C'è fiducia, quindi, per il risultato delle assemblee dei lavoratori sul territorio che partiranno il 2 aprile per concludersi intorno al 24 maggio. Le richieste della piattaforma saranno presentate all'Abi entro il 31 maggio. Sileoni ha incontrato la stampa per sottolineare che le banche italiane "sono tornate agli utili (9,3 miliardi totali nel 2018, che diventeranno 10,9 mld nel 2019 secondo l'Abi) grazie all'impegno dei dipendenti e di tutti i bancari", a cui spetta quindi, una delle principale rivendicazioni approvate dai sindacati: un aumento di 200 euro medi mensili in busta paga per lavoratore, per i quali "ci batteremo fino alla fine, fino alla morte", osserva ancora Sileoni.
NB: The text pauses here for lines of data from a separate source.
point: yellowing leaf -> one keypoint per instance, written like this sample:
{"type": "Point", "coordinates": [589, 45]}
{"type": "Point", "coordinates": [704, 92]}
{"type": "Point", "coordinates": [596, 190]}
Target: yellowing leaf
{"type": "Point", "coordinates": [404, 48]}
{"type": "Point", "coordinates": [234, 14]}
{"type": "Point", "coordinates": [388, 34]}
Secondo i sindacati, la richiesta è sostenibile, lo è molto meno il fatto che ci siano "manager e consiglieri di amministrazione che continuano a guadagnare milioni". Tra le altre cose, la piattaforma prevede la tutela dell'occupazione attraverso la conferma del Foc, Fondo per l'occupazione, una cabina di regia sui processi di digitalizzazione e il diritto al reintegro per i giovani lavoratori assunti dopo il Jobs Act.